May 21, 2015 | By Institute for Competitiveness and Prosperity |
Canadian Medicare was established in the 1960s at a time when the nature of illness and treatment, as well as Canadian demographics, were far different than they are now.
The Canada Health Act, the central piece of federal legislation governing health care in Canada, sets out the “medically necessary services” that must be covered by provincial health insurance plans. These are defined as “hospital services, physician services and surgical-dental services.”
This may have been an adequate way of defining health care services in the 1970s, when care provided by a physician or in hospital represented 60% of total health care expenditures. Today, that figure is only about 40%. The definition leaves out important services, including outpatient prescription drugs, dental care, much mental health care, and most long-term care — services that are playing an ever increasing role in the context of an aging society and the rise of chronic disease. These services are covered to some extent in all provinces, often with co-payments and deductibles charged to patients. This rigid way of defining medical necessity is problematic for several reasons including:
1) It means that Canada’s health care system is less comprehensive than it should be;
2) Inter-provincial equity is threatened, since some services may be covered in one province and not another;
3) It hinders our ability to achieve economies of scale and control cost increases, especially in the area of prescription medications;
4) It hinders our ability to implement strategies to improve the quality and consistency of health care services based on best evidence.
Governments should expand coverage to areas not originally covered under the Canada Health Act, that represent important treatments or services. Coverage should be based on need and not ability to pay and should not cause any Canadian to suffer undue hardship as a result of paying for medically necessary care. This paper focuses primarily on one area where the policy problem is especially acute: medically necessary prescription medicines outside of hospitals.

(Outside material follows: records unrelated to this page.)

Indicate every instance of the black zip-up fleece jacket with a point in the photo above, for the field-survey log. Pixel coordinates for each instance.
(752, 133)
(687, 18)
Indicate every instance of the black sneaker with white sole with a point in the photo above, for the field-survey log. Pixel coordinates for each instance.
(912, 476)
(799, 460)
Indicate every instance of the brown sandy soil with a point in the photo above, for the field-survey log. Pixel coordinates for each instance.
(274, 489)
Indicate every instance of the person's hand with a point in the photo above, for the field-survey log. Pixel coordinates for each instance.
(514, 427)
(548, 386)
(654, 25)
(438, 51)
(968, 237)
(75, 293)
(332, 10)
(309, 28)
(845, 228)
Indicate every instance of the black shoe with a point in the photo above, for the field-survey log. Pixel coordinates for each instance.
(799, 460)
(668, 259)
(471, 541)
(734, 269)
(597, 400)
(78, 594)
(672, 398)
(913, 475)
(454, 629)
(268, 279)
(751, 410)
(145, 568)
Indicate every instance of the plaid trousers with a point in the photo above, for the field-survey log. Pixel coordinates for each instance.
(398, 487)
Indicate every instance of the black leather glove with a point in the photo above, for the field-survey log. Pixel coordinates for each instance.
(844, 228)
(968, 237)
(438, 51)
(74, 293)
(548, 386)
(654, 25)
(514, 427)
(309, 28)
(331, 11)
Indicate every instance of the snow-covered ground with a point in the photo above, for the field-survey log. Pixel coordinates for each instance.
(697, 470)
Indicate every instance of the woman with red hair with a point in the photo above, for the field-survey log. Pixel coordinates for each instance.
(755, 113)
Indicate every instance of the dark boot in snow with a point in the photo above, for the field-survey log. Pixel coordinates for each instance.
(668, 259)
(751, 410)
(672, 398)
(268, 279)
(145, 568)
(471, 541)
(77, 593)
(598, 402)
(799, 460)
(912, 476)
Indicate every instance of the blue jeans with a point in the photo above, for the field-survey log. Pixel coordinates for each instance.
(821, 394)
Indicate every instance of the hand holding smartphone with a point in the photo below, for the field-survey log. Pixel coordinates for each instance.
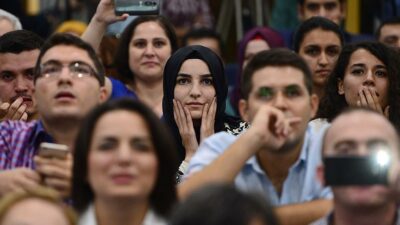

Medicare is Canada’s most cherished social program. Canadians have reaffirmed their support for universal health care in poll after poll. A persistent large majority of Canadians polled believe the federal government should spend more on health care. Support for universal health care is so strong amongst Canadians that many are willing to reduce spending on other services for the sake of medicare. Health policy expert Carolyn Tuohy described health care’s prominence in Canadian society by saying, “Health care has become not a pillar of the Canadian welfare state but a citadel: self-contained, impenetrable, and dominating.”
Starting in the 1940s and 1950s, Medicare was implemented incrementally in Canada. Provinces implemented universal hospital insurance schemes in a staggered fashion: starting with Saskatchewan in 1947, followed by British Columbia in 1948, and Alberta in 1949. The rest of the provinces followed suit after the passage of the Hospital Insurance and Diagnostic Services Act in 1957 — a federal law that offered to match funds to all provinces that established universal insurance plans for hospital care that met certain requirements. Insurance for outpatient services followed in the 1960s and 1970s, again, beginning with Saskatchewan in 1962, followed by Alberta in 1963, British Columbia in 1965, and Ontario in 1966. Following the passage of the federal Medical Care Act in 1966, the federal government offered to match provincial government expenditures on all insured health services so long as the insurance plans conformed to four conditions: universality, public administration, comprehensiveness and portability; the other provinces followed suit. By 1971, all provinces had a universal health insurance program in place that covered both hospital and outpatient services, funded half by the provinces and half by the federal government.
In 1977, the federal government began to transition away from cost-sharing schemes to block funding in many areas of social spending, including health care. The Canada Health Act (CHA) was passed in 1984, combining the provisions set out in the original two pieces of legislation and updating them to re-affirm the federal government’s commitment to universal health care insurance. Accessibility was added as a fifth condition in the CHA, as well as specific prohibitions on extra-billing and user fees. The federal government is able to withhold its transfer to a province on a dollar-for-dollar basis if provinces allow either of these to take place, though this has rarely been exercised. In 1996, the federal government merged the block health transfers with Canada Assistance Plan transfers to form the Canada Health and Social Transfer (CHST). In 2004, the CHST was replaced with the Canada Health Transfer (CHT). The CHT is expressly dedicated to health care and is linked to the requirements of the CHA (the federal government can withhold one dollar of the CHT for every dollar collected through user fees and extra-billing).